Boomer is a Republican, which means the District 4 seat he left must be filled by a Republican who lives in the district. That person will represent District 4 until a new board is seated after the November election.
The County Board chairman must nominate an eligible Republican and a majority of the board must approve that appointment, according to state law.
The process seems straightforward enough, but it hasn’t been. Three individuals responded to Chairman Frank Haney’s invitation to apply for the County Board job: Mark Olson, Scott Anderson and Michael Vaughan.
Olson dropped out. Anderson and Vaughan participated in interviews with Haney and board member Keith McDonald, the County Board Republican caucus chairman, a leadership post previously held by Boomer.
McDonald said that a majority of Republicans on the County Board won’t support Anderson or Vaughan. Anderson last year joined Haney and dozens of other Winnebago County voters in a lawsuit against the County Board. The suit alleges that the board violated the constitutional rights of county voters by changing the chairman’s job midterm through more than a dozen board-approved ordinances.
Republicans on the County Board simply won't support someone who is suing them, McDonald said. Vaughan doesn't excite the board's GOP members, either, because there are questions about his voting record. Vaughan acknowledged during his interview with Haney and McDonald that, in years past, he often didn't vote because work and family commitments got in the way.
When a County Board vacancy occurs in the middle of a term, state law says it's supposed be filled within 60 days. But the law does not address what happens if no appointment is made within that window.
The chairman and the board face no consequences if they fail to appoint someone to represent District 4. The only ones who stand to lose are those who live there.
Until the position is filled, District 4 residents will be voiceless when the board decides how to spend their tax dollars on public health and safety, road projects, economic development and all the other county services.
Meanwhile, leaders of the Winnebago County Republican Central Committee are asking Haney to consider nominating someone else to represent District 4: Mike Zintak. The GOP central committee is a party organ comprising precinct committee members who promote the party at the grassroots level.

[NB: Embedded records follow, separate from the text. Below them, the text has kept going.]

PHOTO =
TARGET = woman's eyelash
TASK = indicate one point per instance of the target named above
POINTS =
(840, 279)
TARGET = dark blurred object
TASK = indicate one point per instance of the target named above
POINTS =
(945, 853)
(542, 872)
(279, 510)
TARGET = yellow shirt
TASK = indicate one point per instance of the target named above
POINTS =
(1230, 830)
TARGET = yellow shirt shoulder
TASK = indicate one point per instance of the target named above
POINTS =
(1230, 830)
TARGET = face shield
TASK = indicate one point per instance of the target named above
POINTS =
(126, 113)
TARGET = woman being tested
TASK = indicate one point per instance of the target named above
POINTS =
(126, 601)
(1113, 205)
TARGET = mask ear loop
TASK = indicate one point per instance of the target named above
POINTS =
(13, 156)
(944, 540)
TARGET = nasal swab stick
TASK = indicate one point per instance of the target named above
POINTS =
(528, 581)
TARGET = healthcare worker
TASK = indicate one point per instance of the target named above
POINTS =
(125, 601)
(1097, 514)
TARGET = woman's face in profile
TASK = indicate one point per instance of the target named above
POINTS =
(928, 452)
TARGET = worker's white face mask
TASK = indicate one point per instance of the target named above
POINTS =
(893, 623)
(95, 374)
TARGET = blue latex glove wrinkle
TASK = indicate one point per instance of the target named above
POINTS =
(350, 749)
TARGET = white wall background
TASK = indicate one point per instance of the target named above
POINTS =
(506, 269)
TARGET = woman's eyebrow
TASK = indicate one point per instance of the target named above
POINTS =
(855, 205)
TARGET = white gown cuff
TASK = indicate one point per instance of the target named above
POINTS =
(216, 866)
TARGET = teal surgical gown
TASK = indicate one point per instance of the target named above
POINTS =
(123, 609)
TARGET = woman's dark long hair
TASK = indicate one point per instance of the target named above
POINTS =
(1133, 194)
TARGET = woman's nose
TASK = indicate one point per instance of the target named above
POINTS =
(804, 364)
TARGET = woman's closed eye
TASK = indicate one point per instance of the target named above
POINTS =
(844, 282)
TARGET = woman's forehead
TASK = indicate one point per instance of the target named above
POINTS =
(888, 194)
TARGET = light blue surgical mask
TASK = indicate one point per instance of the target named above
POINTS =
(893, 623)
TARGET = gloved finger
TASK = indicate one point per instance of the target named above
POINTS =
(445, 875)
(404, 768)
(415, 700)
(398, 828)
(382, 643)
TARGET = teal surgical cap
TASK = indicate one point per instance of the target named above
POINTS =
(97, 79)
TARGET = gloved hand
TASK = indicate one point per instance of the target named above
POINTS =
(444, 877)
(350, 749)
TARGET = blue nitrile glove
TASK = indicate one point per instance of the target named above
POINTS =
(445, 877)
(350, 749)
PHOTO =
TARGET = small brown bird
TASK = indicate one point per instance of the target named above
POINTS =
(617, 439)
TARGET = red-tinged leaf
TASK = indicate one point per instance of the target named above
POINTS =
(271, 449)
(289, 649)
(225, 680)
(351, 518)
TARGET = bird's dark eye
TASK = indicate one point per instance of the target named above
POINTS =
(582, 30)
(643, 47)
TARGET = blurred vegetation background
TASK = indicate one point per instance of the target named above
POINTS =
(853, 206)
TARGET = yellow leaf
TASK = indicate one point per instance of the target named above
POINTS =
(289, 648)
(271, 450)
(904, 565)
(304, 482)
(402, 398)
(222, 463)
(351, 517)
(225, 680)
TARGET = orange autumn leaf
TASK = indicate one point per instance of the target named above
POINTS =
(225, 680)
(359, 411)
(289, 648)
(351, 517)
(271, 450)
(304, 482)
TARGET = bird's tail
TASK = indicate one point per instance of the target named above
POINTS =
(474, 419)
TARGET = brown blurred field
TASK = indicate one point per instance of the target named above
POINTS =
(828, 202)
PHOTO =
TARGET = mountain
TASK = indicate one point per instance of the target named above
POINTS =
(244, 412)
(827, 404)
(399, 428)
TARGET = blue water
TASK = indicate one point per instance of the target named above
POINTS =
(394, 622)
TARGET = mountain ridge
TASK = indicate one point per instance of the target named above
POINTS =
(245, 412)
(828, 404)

Former County Board member Eli Nicolosi is the new chairman of the Republican Central Committee and former board member John Guevara is vice chairman.
Nicolosi told Haney in an April 20 email that the six GOP precinct committeemen who live in District 4 support Zintak. Another District 4 candidate has emerged, too: Brad Lindmark, the brother of the late Rockford deputy police chief Greg Lindmark.
As fate would have it, Boomer is among the precinct committeemen supporting Zintak. On Saturday, Boomer told me — in the half-joking way that only Boomer can say things — that he initially considered himself for the job he quit not two months ago.
"If my wife wouldn't divorce me, I was going to put my name back in there," he said.
It's now up to McDonald to help Republicans on the County Board decide whether they’ll support Zintak or Lindmark. McDonald said he expects that he and Haney will interview the two candidates within the next week. He’ll then schedule a May 4 caucus meeting, he said, so that Republicans on the County Board can discuss the two candidates and make a decision.
Haney said he finds it bizarre that the County Board has cast aside the "transparent nominating process" that he established and will instead put the fate of District 4 in the hands of an arcane precinct committee process that few people understand.
"A precinct committeeman tells everyone what to do? I don't get that," Haney said. "And the epic part of all of this is that it's the guy who quit who is telling everybody what to do, along with two former board members who are now running the Central Committee."
Republicans hold 12 of the 20 seats on the County Board. Achieving consensus among them — on any issue — isn't always possible, McDonald said, but he's determined to try. In his new role, McDonald said he will encourage the board to do more listening and thinking and less talking.
"I have two younger sisters and if we were at odds when we were growing up, mom and dad would make us sit on the couch and hold hands until we got over it," McDonald said. "Maybe that's what we have to do as a County Board — sit at the table and hold hands until we come together and figure things out.
"Let's vote on ideas and not on people," he said. "Don't vote something up or down because of who said it. Think about it intellectually and whether it's the right thing to do. Maybe we won't always agree 100%, but it doesn't have to be so personal."